The situation is similar for cattle farmers in Romania. Sebastian Ile, who has a herd of 28 Angus cows, is trying to increase his negotiating power with exporting firms by forming a cooperative with eight other farmers. This means he can sell at a higher price per kilo – €2.5 compared to €1.8 – which is how much smaller farmers receive. But his ambitions go further than that.
“Not only is this extremely cruel, but there’s also a solution that would please 99.99% of people, that is, the consumers and the farmers in the importing countries, as well as the Romanian farmers,” Paun explains. “The only ones who would not benefit from this solution are the exporting firms.”
That solution involves replacing live animal exports with meat and carcass exports, both of which Romanian and European policymakers are now discussing. In December the European Union called for an update on current legislation on animal transport over long distances, as well as discussions on the sustainability of live transport versus meat trade. At the moment, EU regulations dating from 2005 make EU countries responsible for exported animals only on EU territory, rather than until they reach their destination.
The Romanian government has convened an agriculture commission to draft a new law regarding live animal exports, which would make Romania responsible for the state of the animals not only until the point of export, but all the way to the animals’ destination.

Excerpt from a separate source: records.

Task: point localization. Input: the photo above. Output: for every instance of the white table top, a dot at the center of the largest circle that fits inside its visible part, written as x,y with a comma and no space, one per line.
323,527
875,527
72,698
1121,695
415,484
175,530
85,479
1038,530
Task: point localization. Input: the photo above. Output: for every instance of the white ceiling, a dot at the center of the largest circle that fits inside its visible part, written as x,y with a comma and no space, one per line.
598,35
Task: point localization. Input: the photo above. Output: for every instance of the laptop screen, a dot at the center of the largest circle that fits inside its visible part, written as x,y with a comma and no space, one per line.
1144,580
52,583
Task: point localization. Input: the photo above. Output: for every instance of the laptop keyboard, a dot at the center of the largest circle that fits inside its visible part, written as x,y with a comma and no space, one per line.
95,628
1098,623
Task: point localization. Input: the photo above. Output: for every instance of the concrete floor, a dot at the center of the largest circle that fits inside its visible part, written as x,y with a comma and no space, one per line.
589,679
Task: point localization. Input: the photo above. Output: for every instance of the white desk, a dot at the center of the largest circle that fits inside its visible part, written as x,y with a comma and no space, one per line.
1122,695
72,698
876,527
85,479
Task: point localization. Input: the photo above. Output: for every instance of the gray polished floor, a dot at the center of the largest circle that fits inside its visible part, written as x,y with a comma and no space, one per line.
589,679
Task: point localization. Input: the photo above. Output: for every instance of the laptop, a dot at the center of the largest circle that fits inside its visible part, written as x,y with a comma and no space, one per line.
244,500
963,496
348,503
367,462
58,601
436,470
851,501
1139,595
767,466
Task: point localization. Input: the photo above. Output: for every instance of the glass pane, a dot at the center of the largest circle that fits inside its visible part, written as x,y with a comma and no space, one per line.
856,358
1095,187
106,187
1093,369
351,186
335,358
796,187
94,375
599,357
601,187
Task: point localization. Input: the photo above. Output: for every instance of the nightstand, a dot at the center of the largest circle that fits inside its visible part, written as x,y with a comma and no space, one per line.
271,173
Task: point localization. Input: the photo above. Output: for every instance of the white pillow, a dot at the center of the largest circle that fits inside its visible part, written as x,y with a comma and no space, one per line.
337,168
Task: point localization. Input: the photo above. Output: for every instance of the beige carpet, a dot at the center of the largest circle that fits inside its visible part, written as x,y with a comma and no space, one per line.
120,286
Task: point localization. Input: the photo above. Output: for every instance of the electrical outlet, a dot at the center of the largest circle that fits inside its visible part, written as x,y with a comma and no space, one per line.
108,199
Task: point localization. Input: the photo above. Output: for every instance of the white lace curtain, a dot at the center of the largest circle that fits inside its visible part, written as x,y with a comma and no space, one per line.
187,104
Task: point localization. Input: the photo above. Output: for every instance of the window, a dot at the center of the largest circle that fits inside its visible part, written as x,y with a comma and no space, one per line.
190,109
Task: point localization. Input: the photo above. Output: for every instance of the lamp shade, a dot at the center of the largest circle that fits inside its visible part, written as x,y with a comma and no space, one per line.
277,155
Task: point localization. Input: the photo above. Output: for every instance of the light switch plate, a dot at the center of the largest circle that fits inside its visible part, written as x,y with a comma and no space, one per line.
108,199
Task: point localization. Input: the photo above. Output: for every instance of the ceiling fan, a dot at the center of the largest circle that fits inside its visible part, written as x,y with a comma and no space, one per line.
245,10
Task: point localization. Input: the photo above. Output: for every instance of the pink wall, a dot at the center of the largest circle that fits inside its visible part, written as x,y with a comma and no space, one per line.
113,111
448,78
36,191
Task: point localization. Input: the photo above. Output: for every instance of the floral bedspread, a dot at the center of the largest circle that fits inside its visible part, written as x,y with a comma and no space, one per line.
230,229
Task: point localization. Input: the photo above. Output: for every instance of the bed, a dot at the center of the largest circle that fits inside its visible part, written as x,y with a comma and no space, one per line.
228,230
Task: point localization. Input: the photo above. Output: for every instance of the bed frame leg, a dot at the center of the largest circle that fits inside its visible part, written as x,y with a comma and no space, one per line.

If adopted, the law would be a first for the EU.
The new law would also make it compulsory for ships to have a vet on board. Inspired by the legal framework for slaughterhouses in the UK, some members of the commission suggested CCTV to monitor the animals until they reach their destination.
“This is a definite positive step in the right direction,” says Mary Pana, president of farmers’ union Acebop, which is part of the agriculture commission. The new proposal is aligned with Acebop’s current main priority – animal welfare.
Within five years, Pana also hopes Romania can move towards exporting meat rather than live animals. “In order to do that, we want the government to approve the construction of two or three big capacity abattoirs by the seaside, with freezer storage, and then a large part of the problems will be solved,” she says.
Romania’s minister of agriculture and rural development, Nechita-Adrian Oros, appears to agree. Commenting on the Midia incident, the minister said he hoped the tragedy would not be repeated, adding: “For Romania, it would be more economically advantageous not to export live animals but to export meat instead.”
For the farmers – who are battling harsh, low-paid conditions as well as corruption over EU subsidies and land ownership – these improvements could provide some inducement to stay on their farms.
“Shepherding is a tradition we’ve had for hundreds of years in Romania and [economic and political elites pursuing their selfish interests] are slowly managing to destroy a national treasure,” says a pessimistic Dănulețiu. “I’m a patriot and I’m trying to hope that something will change for the better in this country. But if not, we’re coming to London, we have no option.”